Last spring, Apple introduced a new robot at its spring event, Liam, whose job it is to take apart iPhones so more of the valuable materials inside could be recovered and reused.
Liam “production line” systems are currently operating in California and the Netherlands, Apple said in a report published on February 21.
One Liam system can disassemble 1.2 million iPhone 6 units in a year, according to the report. The maximum 2.4 million phones the two systems can take apart per year are a fraction of the 211 million iPhones Apple sold in 2016.
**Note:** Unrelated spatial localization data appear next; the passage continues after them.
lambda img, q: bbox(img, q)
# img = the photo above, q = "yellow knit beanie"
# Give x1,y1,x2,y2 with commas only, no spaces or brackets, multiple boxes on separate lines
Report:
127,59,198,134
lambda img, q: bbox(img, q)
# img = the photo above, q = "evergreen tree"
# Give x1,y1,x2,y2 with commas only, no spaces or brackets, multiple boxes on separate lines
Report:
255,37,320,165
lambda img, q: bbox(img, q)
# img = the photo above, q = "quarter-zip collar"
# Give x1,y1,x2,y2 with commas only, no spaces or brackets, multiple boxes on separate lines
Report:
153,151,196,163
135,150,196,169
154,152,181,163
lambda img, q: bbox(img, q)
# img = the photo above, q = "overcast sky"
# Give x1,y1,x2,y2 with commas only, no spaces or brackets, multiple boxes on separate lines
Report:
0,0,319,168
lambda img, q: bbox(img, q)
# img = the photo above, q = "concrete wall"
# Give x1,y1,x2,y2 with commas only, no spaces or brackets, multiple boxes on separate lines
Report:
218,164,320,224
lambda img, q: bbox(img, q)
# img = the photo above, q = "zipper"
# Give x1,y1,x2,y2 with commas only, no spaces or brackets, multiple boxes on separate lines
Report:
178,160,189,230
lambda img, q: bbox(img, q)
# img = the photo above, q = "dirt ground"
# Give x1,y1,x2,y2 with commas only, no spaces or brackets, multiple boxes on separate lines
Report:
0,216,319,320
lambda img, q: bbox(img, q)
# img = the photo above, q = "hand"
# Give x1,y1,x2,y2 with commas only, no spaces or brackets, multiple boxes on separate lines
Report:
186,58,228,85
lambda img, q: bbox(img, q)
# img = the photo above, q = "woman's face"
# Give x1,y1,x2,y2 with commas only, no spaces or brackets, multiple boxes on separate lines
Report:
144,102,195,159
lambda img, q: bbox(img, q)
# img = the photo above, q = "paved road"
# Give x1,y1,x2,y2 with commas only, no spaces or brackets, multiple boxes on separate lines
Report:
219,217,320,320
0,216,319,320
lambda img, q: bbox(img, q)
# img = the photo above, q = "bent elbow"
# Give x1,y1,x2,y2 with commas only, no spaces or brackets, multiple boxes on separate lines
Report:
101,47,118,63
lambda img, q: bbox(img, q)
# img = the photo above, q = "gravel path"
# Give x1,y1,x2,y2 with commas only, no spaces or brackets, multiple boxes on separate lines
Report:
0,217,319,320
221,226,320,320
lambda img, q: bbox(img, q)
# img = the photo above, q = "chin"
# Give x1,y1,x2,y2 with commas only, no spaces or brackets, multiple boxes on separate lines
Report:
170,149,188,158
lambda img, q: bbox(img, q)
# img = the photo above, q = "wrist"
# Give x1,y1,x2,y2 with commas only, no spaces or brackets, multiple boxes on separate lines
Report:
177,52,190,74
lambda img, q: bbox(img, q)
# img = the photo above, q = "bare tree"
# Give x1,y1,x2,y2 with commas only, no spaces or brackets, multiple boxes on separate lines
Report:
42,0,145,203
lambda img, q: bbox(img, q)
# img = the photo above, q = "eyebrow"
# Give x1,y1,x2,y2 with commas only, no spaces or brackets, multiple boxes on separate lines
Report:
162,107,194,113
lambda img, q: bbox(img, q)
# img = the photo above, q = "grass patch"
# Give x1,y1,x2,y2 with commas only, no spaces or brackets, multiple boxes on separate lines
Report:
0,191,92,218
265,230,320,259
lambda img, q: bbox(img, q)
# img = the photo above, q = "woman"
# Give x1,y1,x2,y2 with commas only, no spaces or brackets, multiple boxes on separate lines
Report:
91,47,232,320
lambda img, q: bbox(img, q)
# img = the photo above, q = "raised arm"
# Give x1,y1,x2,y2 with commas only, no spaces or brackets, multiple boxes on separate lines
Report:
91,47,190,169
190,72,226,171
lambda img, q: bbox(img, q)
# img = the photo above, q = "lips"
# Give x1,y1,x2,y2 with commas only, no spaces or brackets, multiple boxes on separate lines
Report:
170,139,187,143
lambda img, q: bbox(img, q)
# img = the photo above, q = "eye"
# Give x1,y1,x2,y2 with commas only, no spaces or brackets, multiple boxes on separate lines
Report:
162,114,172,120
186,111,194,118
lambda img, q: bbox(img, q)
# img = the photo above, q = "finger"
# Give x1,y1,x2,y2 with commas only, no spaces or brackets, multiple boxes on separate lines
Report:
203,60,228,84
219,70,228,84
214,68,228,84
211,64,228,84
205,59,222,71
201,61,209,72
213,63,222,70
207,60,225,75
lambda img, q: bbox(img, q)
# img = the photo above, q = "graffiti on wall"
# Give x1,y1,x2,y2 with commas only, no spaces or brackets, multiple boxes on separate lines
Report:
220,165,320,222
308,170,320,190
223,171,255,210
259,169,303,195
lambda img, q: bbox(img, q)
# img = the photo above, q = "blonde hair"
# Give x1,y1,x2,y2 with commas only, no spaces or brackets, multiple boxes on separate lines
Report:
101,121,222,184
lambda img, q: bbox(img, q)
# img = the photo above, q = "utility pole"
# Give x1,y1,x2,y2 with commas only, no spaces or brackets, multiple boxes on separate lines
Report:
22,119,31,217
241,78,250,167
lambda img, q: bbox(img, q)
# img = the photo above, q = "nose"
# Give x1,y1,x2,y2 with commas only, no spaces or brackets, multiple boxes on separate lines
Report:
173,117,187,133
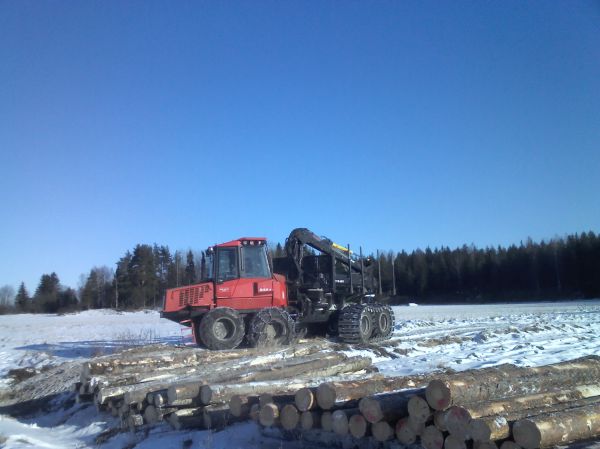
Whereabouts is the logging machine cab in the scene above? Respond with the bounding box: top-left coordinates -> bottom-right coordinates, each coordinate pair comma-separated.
207,239 -> 272,283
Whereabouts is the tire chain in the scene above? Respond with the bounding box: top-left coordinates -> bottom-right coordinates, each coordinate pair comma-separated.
248,308 -> 296,347
371,303 -> 395,342
337,303 -> 395,344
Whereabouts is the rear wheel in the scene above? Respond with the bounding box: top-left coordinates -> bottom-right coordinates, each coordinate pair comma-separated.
373,305 -> 394,340
198,307 -> 245,350
248,307 -> 295,348
338,304 -> 374,344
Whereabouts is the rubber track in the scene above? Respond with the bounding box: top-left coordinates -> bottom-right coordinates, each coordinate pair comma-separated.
338,303 -> 395,344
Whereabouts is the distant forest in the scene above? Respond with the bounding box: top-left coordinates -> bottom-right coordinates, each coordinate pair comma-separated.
1,231 -> 599,314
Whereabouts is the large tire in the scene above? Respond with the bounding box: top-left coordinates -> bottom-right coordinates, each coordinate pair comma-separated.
373,304 -> 395,341
198,307 -> 245,350
338,304 -> 374,344
248,307 -> 295,348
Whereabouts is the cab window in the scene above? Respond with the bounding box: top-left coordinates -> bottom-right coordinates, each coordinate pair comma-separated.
217,247 -> 239,282
241,245 -> 271,278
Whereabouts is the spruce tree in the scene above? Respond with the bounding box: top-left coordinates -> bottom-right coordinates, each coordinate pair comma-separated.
15,282 -> 30,312
34,272 -> 61,313
184,250 -> 196,285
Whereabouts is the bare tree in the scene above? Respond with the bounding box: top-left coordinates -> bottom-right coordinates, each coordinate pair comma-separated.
0,285 -> 15,306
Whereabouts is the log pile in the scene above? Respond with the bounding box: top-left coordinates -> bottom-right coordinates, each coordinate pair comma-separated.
250,356 -> 600,449
76,341 -> 380,436
75,344 -> 600,449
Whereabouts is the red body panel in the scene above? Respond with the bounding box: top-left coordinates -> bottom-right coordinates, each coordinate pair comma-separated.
216,277 -> 275,309
164,275 -> 288,314
163,282 -> 214,312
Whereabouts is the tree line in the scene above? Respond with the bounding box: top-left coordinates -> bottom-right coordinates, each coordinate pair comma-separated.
1,231 -> 598,314
375,231 -> 600,303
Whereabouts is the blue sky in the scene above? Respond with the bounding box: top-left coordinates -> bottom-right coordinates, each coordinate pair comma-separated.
1,1 -> 599,293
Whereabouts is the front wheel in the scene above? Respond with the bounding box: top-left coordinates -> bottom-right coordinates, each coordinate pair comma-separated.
198,307 -> 246,350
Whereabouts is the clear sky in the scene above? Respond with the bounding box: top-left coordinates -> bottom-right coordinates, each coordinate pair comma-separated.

Last spring, Apple said that its robot could take apart one iPhone 6 every 11 seconds.
Apple also revealed how much more materials Liam can save over shredding, which is how electronics are commonly destroyed.
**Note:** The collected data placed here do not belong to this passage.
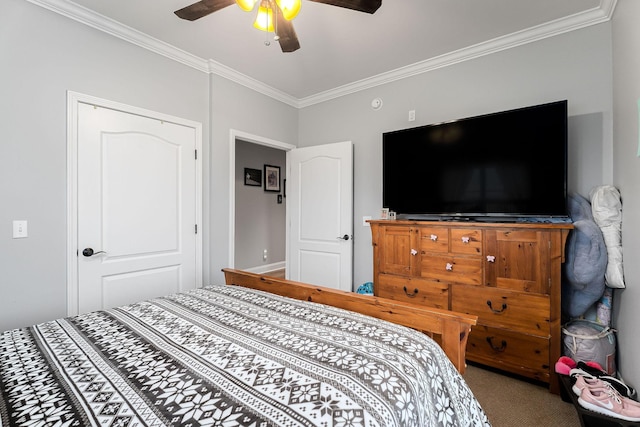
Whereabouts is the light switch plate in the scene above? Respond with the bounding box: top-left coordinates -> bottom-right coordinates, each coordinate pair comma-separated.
13,220 -> 28,238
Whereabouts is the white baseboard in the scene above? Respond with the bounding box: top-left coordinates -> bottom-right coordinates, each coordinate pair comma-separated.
243,262 -> 285,275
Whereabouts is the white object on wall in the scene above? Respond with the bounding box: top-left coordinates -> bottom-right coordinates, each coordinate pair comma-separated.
12,220 -> 28,239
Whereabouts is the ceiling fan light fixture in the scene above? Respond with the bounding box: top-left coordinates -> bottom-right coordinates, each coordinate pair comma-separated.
175,0 -> 381,53
275,0 -> 301,20
253,1 -> 275,32
235,0 -> 257,12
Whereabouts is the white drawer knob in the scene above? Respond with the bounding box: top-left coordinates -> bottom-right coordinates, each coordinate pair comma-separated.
430,234 -> 438,241
486,255 -> 496,263
411,249 -> 418,256
461,236 -> 470,243
446,262 -> 453,271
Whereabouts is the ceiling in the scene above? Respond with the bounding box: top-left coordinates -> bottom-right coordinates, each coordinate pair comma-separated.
34,0 -> 613,105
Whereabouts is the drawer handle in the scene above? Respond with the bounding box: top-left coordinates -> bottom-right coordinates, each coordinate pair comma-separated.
486,337 -> 507,352
486,300 -> 507,313
410,249 -> 418,256
430,234 -> 438,241
461,236 -> 470,243
486,255 -> 496,263
446,262 -> 453,271
403,286 -> 419,298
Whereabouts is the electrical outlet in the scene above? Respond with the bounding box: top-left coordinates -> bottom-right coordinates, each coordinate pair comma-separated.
408,110 -> 416,121
263,249 -> 268,261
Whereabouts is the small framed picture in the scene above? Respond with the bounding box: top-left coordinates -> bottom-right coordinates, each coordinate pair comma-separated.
380,208 -> 389,220
388,211 -> 396,220
244,168 -> 262,186
264,165 -> 281,192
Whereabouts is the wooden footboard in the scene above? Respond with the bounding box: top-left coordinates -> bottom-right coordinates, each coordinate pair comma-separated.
222,268 -> 477,374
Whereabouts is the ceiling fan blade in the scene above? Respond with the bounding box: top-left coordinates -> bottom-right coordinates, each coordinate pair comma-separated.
307,0 -> 381,14
174,0 -> 235,21
274,5 -> 300,52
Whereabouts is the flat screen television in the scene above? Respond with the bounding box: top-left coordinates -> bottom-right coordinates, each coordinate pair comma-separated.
382,100 -> 568,222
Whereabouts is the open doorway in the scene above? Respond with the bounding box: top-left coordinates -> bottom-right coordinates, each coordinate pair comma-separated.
228,130 -> 295,275
229,131 -> 354,290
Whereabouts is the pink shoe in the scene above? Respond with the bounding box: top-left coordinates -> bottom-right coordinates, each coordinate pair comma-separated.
578,384 -> 640,421
572,375 -> 602,396
570,362 -> 637,399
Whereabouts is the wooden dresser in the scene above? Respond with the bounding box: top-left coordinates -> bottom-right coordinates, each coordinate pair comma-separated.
369,220 -> 572,393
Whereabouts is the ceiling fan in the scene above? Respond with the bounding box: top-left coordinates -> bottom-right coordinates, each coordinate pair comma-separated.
174,0 -> 382,53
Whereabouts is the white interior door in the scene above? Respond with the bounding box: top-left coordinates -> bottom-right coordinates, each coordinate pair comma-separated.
75,102 -> 200,314
287,141 -> 353,291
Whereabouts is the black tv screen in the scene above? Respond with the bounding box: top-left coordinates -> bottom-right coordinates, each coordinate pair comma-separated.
382,100 -> 568,221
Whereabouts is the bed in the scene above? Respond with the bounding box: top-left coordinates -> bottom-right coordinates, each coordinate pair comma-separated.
0,269 -> 489,427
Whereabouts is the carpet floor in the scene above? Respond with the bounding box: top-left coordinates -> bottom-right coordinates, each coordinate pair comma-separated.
463,364 -> 581,426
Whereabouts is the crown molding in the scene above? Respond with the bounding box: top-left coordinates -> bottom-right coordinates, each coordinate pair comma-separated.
26,0 -> 210,72
27,0 -> 616,109
298,0 -> 617,107
207,60 -> 299,107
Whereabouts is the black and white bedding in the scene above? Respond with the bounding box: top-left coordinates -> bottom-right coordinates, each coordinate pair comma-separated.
0,284 -> 490,427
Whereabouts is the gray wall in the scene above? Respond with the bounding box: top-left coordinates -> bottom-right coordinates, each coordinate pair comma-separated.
0,0 -> 209,331
298,23 -> 614,287
207,76 -> 298,285
612,0 -> 640,390
568,112 -> 607,196
0,0 -> 298,331
234,141 -> 286,270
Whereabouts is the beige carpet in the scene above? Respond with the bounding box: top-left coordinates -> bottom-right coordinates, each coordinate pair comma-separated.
463,364 -> 581,426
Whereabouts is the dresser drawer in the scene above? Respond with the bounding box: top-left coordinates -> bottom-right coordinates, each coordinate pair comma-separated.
418,227 -> 449,253
466,325 -> 551,382
376,274 -> 449,310
419,255 -> 482,286
451,285 -> 550,336
450,228 -> 483,255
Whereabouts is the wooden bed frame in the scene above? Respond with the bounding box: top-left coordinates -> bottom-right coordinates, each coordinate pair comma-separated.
222,268 -> 478,374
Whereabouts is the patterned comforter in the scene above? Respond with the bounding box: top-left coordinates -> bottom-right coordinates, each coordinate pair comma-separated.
0,285 -> 490,427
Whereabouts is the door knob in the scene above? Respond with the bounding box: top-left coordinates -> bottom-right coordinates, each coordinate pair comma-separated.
82,248 -> 106,257
337,234 -> 350,241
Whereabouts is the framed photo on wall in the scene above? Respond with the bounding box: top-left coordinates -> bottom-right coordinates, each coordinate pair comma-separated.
264,165 -> 281,192
244,168 -> 262,186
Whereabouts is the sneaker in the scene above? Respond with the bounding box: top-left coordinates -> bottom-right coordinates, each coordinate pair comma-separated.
570,361 -> 607,378
572,375 -> 603,396
570,362 -> 637,399
572,376 -> 636,398
578,383 -> 640,422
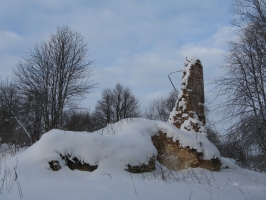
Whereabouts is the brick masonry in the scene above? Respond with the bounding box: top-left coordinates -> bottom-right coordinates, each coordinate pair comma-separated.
152,132 -> 221,171
164,57 -> 221,171
169,57 -> 205,133
126,156 -> 156,173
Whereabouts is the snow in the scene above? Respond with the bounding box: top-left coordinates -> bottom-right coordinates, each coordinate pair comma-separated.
0,119 -> 265,200
1,154 -> 266,200
168,110 -> 179,124
182,114 -> 188,118
16,118 -> 220,169
181,57 -> 200,90
0,118 -> 266,200
221,157 -> 241,170
184,56 -> 199,66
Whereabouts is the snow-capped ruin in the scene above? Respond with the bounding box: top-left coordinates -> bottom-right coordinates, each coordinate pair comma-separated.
154,57 -> 221,171
18,57 -> 221,173
168,57 -> 205,134
20,118 -> 220,174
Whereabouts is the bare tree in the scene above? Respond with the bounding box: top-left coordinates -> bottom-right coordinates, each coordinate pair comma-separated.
94,88 -> 114,127
213,0 -> 266,155
231,0 -> 266,28
93,83 -> 141,129
0,80 -> 31,151
144,90 -> 178,121
63,109 -> 93,132
13,26 -> 95,132
21,94 -> 44,141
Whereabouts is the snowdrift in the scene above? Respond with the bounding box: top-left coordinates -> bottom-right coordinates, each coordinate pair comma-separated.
16,118 -> 220,172
1,119 -> 266,200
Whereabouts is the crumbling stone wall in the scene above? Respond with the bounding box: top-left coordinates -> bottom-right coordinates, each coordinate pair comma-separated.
152,132 -> 221,171
49,155 -> 98,172
168,57 -> 205,133
49,160 -> 61,171
61,155 -> 98,171
49,155 -> 156,173
165,57 -> 221,171
126,156 -> 155,173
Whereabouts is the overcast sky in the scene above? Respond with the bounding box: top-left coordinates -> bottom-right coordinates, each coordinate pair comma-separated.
0,0 -> 234,110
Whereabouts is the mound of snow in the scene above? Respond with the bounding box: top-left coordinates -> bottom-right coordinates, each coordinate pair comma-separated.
13,118 -> 220,173
221,157 -> 241,170
2,119 -> 266,200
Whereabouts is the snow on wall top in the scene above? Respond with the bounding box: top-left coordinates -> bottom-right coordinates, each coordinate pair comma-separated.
168,56 -> 206,134
181,57 -> 200,90
184,56 -> 199,66
20,118 -> 220,171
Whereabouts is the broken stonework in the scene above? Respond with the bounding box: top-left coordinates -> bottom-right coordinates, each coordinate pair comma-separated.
159,57 -> 221,171
61,154 -> 98,171
126,156 -> 156,173
152,132 -> 221,171
49,160 -> 61,171
168,57 -> 205,133
50,154 -> 156,173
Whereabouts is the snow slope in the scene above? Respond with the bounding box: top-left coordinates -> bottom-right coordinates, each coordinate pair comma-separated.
0,118 -> 265,200
13,118 -> 219,172
1,155 -> 265,200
“For every 10,000 phones that Liam disassembles, we have the potential to recover 190 kg of aluminum, 80 kg of copper, 0.13 kg of gold, 0.04 kg of platinum group metals, 0.70 kg of silver, 5.5 kg of tin, and 2.4 kg of rare earth elements,” Apple wrote.
The report was part of information that Apple provides on an annual basis because of “green bonds” worth $1.5 billion that Apple issued in 2016. Green bonds are intended to make it easier for investors to identify environmentally friendly projects. Apple’s debt follows a set of voluntary guidelines called the Green Bond Principles.